This is a follow-on to Dr. Shifrin's comment about depicting the derivative of a polar coordinate transformation. He said "The row vectors you don't see so much geometrically." I agree with him, when it comes to the depiction in $x\times{y}$-space. And I'm not suggesting he should have taken the tangent I took during his lecture.
https://youtu.be/dxt3eZ2zLq4?t=415
But I did think: the rows are one-forms. They are the gradients of the $x\times{y}$ coordinates with respect to the $r\times{\phi}$ coordinates. The place to depict them is in $r\times{\phi}$-space. A differential-forms purist would not depict them as arrows, but rather as level surfaces. Nonetheless, I used arrows. The representations are not to scale. Nor do they represent the same point of evaluation. I am confident the component representations are correct.
My question is at the bottom
The next part is just context, and my demonstration that I have some clue as to what this all means.
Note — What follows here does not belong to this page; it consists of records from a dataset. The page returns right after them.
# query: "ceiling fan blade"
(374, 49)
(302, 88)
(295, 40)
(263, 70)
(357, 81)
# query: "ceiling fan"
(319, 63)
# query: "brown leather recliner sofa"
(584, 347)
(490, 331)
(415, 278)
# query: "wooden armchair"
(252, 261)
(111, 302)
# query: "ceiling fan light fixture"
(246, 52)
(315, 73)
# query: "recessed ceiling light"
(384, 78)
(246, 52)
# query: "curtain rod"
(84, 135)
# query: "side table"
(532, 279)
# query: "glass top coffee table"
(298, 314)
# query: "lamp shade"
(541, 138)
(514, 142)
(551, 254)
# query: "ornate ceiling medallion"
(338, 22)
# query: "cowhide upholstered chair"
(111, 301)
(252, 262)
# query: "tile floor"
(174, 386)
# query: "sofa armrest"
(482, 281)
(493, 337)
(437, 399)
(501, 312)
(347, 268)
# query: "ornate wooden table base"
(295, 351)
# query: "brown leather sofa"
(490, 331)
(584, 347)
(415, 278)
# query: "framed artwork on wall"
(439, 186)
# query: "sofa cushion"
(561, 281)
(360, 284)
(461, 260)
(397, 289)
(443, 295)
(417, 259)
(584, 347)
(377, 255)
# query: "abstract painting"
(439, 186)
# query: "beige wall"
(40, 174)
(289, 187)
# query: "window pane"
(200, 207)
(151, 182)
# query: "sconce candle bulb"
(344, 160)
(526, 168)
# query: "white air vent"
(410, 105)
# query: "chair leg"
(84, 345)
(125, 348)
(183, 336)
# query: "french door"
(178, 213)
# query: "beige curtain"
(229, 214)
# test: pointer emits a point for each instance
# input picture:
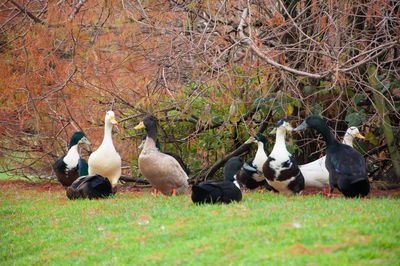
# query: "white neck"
(280, 144)
(261, 156)
(107, 140)
(235, 182)
(72, 157)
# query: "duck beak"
(358, 135)
(84, 140)
(113, 120)
(141, 145)
(302, 126)
(250, 140)
(140, 126)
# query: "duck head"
(354, 132)
(110, 118)
(150, 124)
(351, 134)
(232, 166)
(257, 138)
(78, 138)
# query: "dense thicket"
(214, 72)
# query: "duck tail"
(359, 187)
(72, 193)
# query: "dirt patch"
(132, 188)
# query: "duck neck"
(107, 133)
(280, 140)
(151, 139)
(72, 156)
(260, 154)
(348, 139)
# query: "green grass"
(47, 228)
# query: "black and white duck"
(220, 191)
(105, 161)
(281, 169)
(346, 166)
(66, 167)
(162, 171)
(91, 187)
(315, 173)
(251, 175)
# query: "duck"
(251, 175)
(106, 161)
(225, 190)
(315, 173)
(162, 171)
(91, 187)
(66, 167)
(281, 169)
(346, 166)
(176, 156)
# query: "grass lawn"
(136, 228)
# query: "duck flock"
(342, 167)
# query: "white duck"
(315, 173)
(105, 160)
(281, 169)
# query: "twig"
(29, 14)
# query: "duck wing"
(180, 161)
(64, 175)
(245, 176)
(347, 171)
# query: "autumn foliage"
(214, 72)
Beginning with the transformation $$\vec{r}^{\prime}=\begin{bmatrix}\cos\phi & -r\sin\phi\\ \sin\phi & r\cos\phi \end{bmatrix}=\begin{bmatrix}\partial_{r}\vec{r} & \partial_{\phi}\vec{r}\end{bmatrix}=\begin{bmatrix}d_{\mathbf{u}}x\\ d_{\mathbf{u}}y. \end{bmatrix}$$
It seems correct to say $$\left|\vec{r}^{\prime}\right|=\partial_{r}\vec{r}\wedge\partial_{\phi}\vec{r}=d_{\mathbf{u}}x\wedge d_{\mathbf{u}}y.$$
So the determinant is a differential two-form. Were the depictions drawn to scale, the vector parallelograms in both diagrams would contain the same number of squares to the first order. That relation becomes equality in the limit. So my pictures say the same thing as
$$\begin{aligned} dx&=\partial_{r}xdr+\partial_{\phi}xd\phi\\ dy&=\partial_{r}ydr+\partial_{\phi}yd\phi\\ dx\wedge dy&=\left(\partial_{r}x\partial_{\phi}y-\partial_{r}y\partial_{\phi}x\right)dr\wedge d\phi . \end{aligned}$$
If there were a one-form $\omega$ such that $$\begin{aligned} \omega&=w_{x}dx+w_{y}dy\\ d\omega&=\left(\partial_{x}w_{y}-\partial_{y}w_{x}\right)dx\wedge dy=dx\wedge dy , \end{aligned}$$
then we could find the area of the depicted region $\mathcal{R}$ by integrating over the boundary $$\int_{\partial\mathcal{R}}\omega=\int_{\mathcal{R}}d\omega=a\left(\mathcal{R}\right).$$
So lets try this: $$\begin{aligned} \omega&=\frac{-ydx+xdy}{2}\\ d\omega&=\left(\partial_{x}x-\partial_{y}\left(-y\right)\right)dx\wedge dy=dx\wedge dy\\ dx&=\partial_{r}xdr+\partial_{\phi}xd\phi=\cos\phi dr-r\sin\phi d\phi\\ dy&=\partial_{r}ydr+\partial_{\phi}yd\phi=\sin\phi dr+r\cos\phi d\phi\\ \omega&=\frac{-ydx+xdy}{2}\\ &=\frac{-r\sin\phi\left(\cos\phi dr-r\sin\phi d\phi\right)+r\cos\phi\left(\sin\phi dr+r\cos\phi d\phi\right)}{2}\\ &=\frac{r^{2}}{2}d\phi .\end{aligned}$$
Eyeballing the integral gives
$$\frac{\left(r_{o}+\Delta r\right)^{2}-r_{o}^{2}}{2}\Delta\phi=\left(r_{o}+\frac{\Delta r}{2}\right)\Delta r\Delta\phi .$$
Great! I spent a day doing what I could have done in less than 5 minutes!
Is there a way to see this using Green's theorem and pictures?
In books on general relativity I have read that the number of grid cells enclosed in the depicted area can be determined by keeping track of the number of coordinate curves encountered during the traversal of the boundary. But I have never understood how to do that. Can someone please explain this?